I still can’t quite figure out how the at-bat didn’t end with a strikeout right here. This is a changeup, low, out of the zone, just over the outer half. It begins away and tails back over the plate, like a backdoor changeup, and also there’s the part where it was low and out of the zone. This is a strikeout pitch. I suppose it could’ve been more low, but it was sufficiently low to generate a swing and miss. Posey gets out in front and gets a piece. Tough pitch to hit; maybe the next one will be better.


Kablammo! “M-V-P” chants. “Beat L-A” chants. Starting to think that Blanton doesn’t only do the little hop when he thinks he’s getting a swing and miss. This is the very definition of a hanging slider. Instead of being thrown to a good spot, this slider is thrown to pretty much the worst possible spot, up and over the middle of the plate. I wouldn’t say it looks like a homer off the bat, but it looks like it might be a homer, and indeed it was a homer. Posey was working toward this, and after fighting off a bunch of pitcher’s pitches, he took advantage of a hitter’s pitch.

To review:


Old-timey baseball wisdom asserts that a hitter gets one pitch to hit in any given at-bat. Of course that isn’t always true, and it would be outrageously bizarre if that were always true, and here you could say that Posey got two good pitches to hit, even after falling into a two-strike count. The second pitch to hit was much much more hittable than the first one and Posey made no mistake. It was Blanton who made the mistake, after having executed so effectively before.

The temptation is to believe that Posey did this on purpose. That he kept fighting pitches off so he could live to see another. I’m guessing Posey wasn’t trying to just foul off all those pitches, but it’s to his credit that he could anyway. For the most part Blanton did what he wanted and he couldn’t make Posey go away until Posey made himself go away after jogging in a circle. Buster Posey kept himself from striking out when he easily could’ve struck out, and eventually, a pitcher will make a bad mistake. No pitcher can hit his spot every single time. Sometimes even the best command pitchers will miss by a foot, or more.
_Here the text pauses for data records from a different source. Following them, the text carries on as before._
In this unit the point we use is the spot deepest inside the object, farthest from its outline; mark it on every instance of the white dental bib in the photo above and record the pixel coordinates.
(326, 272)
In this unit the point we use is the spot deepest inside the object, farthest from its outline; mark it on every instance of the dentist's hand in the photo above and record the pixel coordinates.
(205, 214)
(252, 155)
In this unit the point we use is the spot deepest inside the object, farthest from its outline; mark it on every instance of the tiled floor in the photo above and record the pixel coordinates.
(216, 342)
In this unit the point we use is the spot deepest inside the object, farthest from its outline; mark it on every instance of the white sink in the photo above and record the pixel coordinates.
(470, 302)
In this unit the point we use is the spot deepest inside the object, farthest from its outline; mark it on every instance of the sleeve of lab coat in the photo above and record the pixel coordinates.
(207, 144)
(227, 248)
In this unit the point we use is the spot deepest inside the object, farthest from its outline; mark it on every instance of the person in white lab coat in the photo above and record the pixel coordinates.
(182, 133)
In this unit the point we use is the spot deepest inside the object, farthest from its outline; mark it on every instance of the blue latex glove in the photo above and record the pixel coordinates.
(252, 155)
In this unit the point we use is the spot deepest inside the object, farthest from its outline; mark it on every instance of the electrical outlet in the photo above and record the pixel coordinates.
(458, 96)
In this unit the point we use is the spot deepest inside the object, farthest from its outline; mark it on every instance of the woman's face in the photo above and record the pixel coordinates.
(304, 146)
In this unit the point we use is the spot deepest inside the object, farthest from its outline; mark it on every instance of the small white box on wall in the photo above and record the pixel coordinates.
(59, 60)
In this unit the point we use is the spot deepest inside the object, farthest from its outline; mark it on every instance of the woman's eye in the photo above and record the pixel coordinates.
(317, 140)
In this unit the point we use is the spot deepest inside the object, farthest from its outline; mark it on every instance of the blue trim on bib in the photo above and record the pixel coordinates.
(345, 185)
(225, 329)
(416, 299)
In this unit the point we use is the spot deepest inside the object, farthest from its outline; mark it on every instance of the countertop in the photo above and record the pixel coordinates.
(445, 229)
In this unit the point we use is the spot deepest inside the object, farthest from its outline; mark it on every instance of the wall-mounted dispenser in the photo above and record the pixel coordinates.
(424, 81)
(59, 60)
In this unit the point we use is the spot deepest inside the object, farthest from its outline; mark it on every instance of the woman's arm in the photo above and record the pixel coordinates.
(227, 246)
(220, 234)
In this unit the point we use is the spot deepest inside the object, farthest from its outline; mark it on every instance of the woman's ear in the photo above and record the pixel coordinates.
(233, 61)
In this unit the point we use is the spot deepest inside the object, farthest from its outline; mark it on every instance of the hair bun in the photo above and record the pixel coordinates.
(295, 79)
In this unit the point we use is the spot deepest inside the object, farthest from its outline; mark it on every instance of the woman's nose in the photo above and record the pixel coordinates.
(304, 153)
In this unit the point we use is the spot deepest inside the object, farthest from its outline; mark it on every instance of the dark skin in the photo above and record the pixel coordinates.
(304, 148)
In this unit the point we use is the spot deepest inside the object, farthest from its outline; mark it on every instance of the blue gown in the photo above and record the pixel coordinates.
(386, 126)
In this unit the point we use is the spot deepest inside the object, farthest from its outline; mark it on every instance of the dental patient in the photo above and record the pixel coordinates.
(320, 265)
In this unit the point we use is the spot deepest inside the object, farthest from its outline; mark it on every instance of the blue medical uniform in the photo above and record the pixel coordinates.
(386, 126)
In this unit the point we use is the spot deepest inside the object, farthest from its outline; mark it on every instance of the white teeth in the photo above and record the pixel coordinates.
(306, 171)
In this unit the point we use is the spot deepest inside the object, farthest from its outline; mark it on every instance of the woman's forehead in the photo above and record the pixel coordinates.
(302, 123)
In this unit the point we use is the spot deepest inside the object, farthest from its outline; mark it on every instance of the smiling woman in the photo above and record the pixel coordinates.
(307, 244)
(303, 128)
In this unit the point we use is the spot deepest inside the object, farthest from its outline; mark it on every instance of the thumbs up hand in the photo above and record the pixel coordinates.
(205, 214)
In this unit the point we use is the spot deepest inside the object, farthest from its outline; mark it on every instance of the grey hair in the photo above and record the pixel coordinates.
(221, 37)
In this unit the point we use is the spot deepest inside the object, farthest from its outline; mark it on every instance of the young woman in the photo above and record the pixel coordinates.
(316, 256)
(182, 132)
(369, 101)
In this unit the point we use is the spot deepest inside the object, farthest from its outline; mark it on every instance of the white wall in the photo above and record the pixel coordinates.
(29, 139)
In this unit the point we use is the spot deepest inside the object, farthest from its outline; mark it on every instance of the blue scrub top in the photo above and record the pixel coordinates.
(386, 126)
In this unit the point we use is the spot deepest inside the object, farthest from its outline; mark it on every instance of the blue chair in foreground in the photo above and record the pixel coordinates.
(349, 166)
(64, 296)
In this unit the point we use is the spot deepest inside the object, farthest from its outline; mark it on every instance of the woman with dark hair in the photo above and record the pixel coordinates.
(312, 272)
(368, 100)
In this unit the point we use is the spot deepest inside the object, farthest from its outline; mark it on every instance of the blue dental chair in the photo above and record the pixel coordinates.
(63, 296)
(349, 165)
And that’s the story of how Buster Posey hit his 20th home run of the season. Draw all the parallels to the NL West race that you like. The Dodgers got off to a quick start, but they couldn’t put the Giants away, and the Giants ultimately vaulted ahead. I’ve said before that everything is something else in a nutshell, and this Blanton vs. Posey at-bat is most certainly included in everything.

Great at-bat by Posey. He seems to have a lot of those.